Voici comment le scepticisme (ou le doute méthodique) se traduit en pratique face aux productions de l’intelligence artificielle :

  • Douter par défaut : quand l’IA fournit un chiffre, une date, une citation, partez du principe que c’est peut-être vrai, jamais que c’est forcément vrai. La fluidité de l’écriture n’est pas un indice de vérité.
  • Vérifier les éléments vérifiables : tout chiffre, toute citation directe, toute référence à une étude doit pouvoir être tracée jusqu’à sa source primaire. Si l’IA dit « selon Ahrefs… », demandez le lien exact. Si elle ne peut pas le fournir, traitez l’information comme non fiable. Si elle fournit un lien, vérifiez que le contenu de la source correspond bien à ce que l’IA en dit.
  • Identifier les zones de risque maximal : les hallucinations apparaissent plus souvent sur les sujets pointus, récents, ou peu documentés. Méfiez-vous également des affirmations très précises (un pourcentage, une date exacte, un nom) plus que des principes généraux (qu’elle risque moins de rater).
  • Cultiver le doute efficace : le scepticisme ne consiste pas à tout rejeter, mais à chercher une preuve proportionnée à l’enjeu. Une recette de cuisine n’a pas besoin de la même vérification que des conclusions d’avocat. Calibrez votre exigence selon les conséquences possibles d’une erreur.
  • Multiplier les sources : une seule étude n’apporte pas de preuve suffisante d’une information ou d’une tendance. Quand un chiffre est important, croisez-le avec au moins deux sources indépendantes. Si vous ne trouvez pas la confirmation, c’est peut-être que l’information n’existe pas ou n’est pas aussi absolue que l’IA le fait paraître.
  • Accepter l’inconfort : le scepticisme est plus lent et plus fatigant que la confiance aveugle. C’est précisément ce qui en fait sa valeur. Si une compétence telle que la rédaction d’articles peut être automatisée gratuitement grâce à l’IA, elle perd toute valeur sur le marché du travail. Dès lors, les entreprises commencent à chercher un nouveau type de compétence qui apporte une valeur supplémentaire au résultat de l’IA, en l’occurrence la rigueur (ce qui nécessite du temps et des capacités cognitives).

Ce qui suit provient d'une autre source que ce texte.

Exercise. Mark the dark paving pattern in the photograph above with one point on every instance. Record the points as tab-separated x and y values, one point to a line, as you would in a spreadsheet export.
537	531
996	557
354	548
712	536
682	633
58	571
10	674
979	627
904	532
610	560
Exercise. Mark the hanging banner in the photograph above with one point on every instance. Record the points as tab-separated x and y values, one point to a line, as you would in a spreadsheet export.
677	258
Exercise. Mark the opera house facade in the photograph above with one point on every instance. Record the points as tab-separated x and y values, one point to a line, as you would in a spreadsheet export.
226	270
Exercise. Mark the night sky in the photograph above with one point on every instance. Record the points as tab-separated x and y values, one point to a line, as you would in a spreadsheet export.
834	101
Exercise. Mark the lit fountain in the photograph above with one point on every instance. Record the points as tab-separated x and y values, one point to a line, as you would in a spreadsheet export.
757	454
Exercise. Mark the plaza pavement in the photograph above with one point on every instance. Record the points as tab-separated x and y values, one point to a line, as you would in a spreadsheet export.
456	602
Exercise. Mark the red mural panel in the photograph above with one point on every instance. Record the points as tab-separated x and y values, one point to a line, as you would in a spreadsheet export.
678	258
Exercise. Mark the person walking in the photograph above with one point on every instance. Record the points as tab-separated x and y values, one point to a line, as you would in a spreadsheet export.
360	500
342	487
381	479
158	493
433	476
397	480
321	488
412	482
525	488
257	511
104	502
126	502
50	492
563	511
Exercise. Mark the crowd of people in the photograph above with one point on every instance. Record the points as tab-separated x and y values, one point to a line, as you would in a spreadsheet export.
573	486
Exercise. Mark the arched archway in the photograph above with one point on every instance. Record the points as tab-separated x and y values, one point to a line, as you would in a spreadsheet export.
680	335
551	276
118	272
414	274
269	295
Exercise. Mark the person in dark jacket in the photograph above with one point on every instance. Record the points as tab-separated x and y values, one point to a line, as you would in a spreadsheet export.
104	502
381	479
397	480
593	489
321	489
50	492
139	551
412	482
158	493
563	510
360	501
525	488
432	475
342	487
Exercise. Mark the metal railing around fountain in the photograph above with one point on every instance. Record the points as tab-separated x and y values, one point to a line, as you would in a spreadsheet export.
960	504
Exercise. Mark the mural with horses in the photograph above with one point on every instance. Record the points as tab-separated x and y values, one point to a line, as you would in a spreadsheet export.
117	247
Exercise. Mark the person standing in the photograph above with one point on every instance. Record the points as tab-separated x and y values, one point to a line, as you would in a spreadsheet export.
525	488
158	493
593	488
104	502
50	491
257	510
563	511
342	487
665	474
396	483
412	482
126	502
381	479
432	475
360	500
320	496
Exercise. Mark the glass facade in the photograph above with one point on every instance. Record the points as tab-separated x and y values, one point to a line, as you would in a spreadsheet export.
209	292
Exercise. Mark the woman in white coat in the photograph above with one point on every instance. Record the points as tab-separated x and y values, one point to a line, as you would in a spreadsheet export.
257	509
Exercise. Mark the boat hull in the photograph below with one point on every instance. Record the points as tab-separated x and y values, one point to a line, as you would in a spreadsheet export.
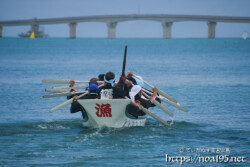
109	113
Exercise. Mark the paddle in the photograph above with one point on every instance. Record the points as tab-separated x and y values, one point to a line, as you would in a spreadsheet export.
120	84
168	101
124	61
51	90
63	89
52	81
159	91
66	103
152	115
159	105
63	94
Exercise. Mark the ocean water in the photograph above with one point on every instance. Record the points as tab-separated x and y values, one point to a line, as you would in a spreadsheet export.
209	77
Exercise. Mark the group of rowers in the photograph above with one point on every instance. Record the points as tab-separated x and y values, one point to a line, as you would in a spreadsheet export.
127	86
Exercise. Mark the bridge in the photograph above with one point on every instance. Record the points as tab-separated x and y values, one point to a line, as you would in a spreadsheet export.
112	21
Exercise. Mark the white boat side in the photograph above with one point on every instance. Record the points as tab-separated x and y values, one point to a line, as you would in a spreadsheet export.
109	113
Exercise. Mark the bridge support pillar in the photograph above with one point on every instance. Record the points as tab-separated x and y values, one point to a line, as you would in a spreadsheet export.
1	31
111	29
211	29
72	30
167	26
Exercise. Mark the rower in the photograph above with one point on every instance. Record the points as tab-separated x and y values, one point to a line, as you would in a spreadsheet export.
101	78
135	95
108	91
92	94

Depuis l’introduction des intelligences artificielles génératives, le métier de rédacteur a changé. Notre rôle n’est ni d’écrire à la place de l’IA, ni de laisser l’IA écrire à notre place. Notre rôle est de continuer à fournir des contenus crédibles qui incitent les lecteurs à la confiance et leur apportent de la valeur.

Tout ce que vous publiez, que vous l’ayez écrit vous-même ou grâce à l’IA, doit être passé au crible. Chaque chiffre doit être vérifié. Chaque source doit être lue et analysée.

L’intelligence artificielle va continuer à halluciner et à inventer. C’est dans sa nature. La question n’est pas de savoir si elle se trompera, c’est de savoir si quelqu’un sera là pour s’en apercevoir.